Institute for Computer Science University of Heidelberg, Germany
Applications of Combinatorial Optimization in Biology
The area of computational biology generates many interesting combinatorial optimization problems. In this talk we will survey some models and results for the physical mapping of chromosomes, determination of clusters in metabolic networks and the computation of shortest paths and minimum cuts in transitions networks describing the dynamics of biomolecules.
APSTC, Sun Microsystems and Nanyang Technological University, Singapore
An Efficient High Performance PetaScale Systems for Scientific and Engineering Computation
Recently the demand for large scale (petascale) computing machine by the
the scientific and engineering community have been increased in pace.

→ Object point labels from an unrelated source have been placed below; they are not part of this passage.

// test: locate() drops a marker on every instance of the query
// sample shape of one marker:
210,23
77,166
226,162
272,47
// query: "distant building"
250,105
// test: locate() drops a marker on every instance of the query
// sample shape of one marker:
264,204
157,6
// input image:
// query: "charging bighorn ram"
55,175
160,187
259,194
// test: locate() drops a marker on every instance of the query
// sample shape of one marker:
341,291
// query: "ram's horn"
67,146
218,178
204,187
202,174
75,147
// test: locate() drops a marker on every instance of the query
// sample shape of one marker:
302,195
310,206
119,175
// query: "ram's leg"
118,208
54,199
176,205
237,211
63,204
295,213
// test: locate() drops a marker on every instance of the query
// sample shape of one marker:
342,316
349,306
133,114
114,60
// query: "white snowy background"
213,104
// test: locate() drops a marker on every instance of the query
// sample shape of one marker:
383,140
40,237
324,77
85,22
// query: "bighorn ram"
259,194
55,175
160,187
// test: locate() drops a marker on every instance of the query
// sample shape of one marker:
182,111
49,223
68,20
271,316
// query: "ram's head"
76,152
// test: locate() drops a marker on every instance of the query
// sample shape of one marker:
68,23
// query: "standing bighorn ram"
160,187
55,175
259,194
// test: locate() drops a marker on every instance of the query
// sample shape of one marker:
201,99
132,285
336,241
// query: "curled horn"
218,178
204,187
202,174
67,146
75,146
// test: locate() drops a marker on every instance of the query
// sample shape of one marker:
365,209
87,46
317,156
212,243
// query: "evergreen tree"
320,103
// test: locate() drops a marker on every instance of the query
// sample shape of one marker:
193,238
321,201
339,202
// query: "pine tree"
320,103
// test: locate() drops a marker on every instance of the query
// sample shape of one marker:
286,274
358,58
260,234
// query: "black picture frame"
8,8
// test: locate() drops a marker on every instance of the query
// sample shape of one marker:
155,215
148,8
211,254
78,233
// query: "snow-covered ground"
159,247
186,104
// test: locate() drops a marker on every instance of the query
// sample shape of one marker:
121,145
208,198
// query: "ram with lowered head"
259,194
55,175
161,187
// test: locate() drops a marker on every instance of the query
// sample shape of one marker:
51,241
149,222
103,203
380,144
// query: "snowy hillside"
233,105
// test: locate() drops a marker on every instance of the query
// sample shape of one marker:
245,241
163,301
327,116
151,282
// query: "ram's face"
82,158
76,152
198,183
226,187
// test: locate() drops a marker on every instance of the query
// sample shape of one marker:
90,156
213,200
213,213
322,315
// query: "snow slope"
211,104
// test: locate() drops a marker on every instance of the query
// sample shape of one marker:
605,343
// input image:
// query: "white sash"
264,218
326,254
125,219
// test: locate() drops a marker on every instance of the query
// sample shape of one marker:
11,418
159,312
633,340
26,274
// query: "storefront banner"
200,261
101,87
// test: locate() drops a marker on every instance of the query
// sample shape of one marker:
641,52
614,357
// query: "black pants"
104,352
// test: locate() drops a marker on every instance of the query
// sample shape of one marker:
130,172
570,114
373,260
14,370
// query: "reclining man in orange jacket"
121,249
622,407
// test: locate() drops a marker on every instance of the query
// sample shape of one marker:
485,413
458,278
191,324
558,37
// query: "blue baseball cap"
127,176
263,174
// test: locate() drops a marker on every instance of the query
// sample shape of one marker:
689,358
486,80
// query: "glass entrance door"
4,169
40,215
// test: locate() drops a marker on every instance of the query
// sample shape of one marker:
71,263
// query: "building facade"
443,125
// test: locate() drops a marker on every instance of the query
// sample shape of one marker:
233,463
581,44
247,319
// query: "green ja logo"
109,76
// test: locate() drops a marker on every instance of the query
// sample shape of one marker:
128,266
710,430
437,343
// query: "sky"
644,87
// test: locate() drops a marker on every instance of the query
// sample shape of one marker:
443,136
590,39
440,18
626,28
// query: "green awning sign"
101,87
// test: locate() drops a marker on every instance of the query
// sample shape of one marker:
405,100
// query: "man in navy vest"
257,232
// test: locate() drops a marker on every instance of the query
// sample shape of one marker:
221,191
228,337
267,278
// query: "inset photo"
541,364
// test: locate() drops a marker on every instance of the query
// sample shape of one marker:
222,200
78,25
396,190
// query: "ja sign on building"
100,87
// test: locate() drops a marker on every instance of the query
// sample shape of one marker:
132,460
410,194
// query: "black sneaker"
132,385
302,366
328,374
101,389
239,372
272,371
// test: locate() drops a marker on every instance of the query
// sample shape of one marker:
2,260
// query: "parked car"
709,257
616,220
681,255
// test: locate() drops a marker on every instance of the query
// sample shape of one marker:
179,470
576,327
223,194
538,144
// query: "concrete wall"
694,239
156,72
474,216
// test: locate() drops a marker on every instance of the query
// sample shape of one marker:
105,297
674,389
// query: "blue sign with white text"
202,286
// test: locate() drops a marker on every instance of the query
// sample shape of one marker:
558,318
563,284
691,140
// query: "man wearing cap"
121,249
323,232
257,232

In order to be economically competitive, the United States of America,
Japan and European Union have been and are investing billions of dollars
to build machines and facilities to feed the appetite of the
researchers. Though the Moore's law of microprocessors are still
valid, we see a switch to parallel microprocessors which is a milestone
in the history of computing. The industry (e.g Sun, IBM, Intel and AMD)
has laid out roadmap for multicore designs. The current programming
approaches are likely to diminishing returns as large number of cores
are realised. Further to this, bandwidth of interconnect, power
consumption and floorspace become important design factor. In this
talk, the author is going to discuss some of the issues and possible
approach in solving them.
Director, Grid Technology Research Center
National Institute of Advanced Industrial Science and Technology, Japan
Grid Data Center for Utility Computing in marketplace
After completing significant national and international grid projects, the Grid technologies are getting more commonly used in day-to-day business scene now. It turns out that it is easily foreseeable to provide sustainable infrastructure-services of IT resources such as server, storage, networking, and web service platform. Grid Data Center is a business model enabled by advanced grid technologies as a natural extension of the Internet Data Center that would accelerate producing actual utility computing for innovating new businesses.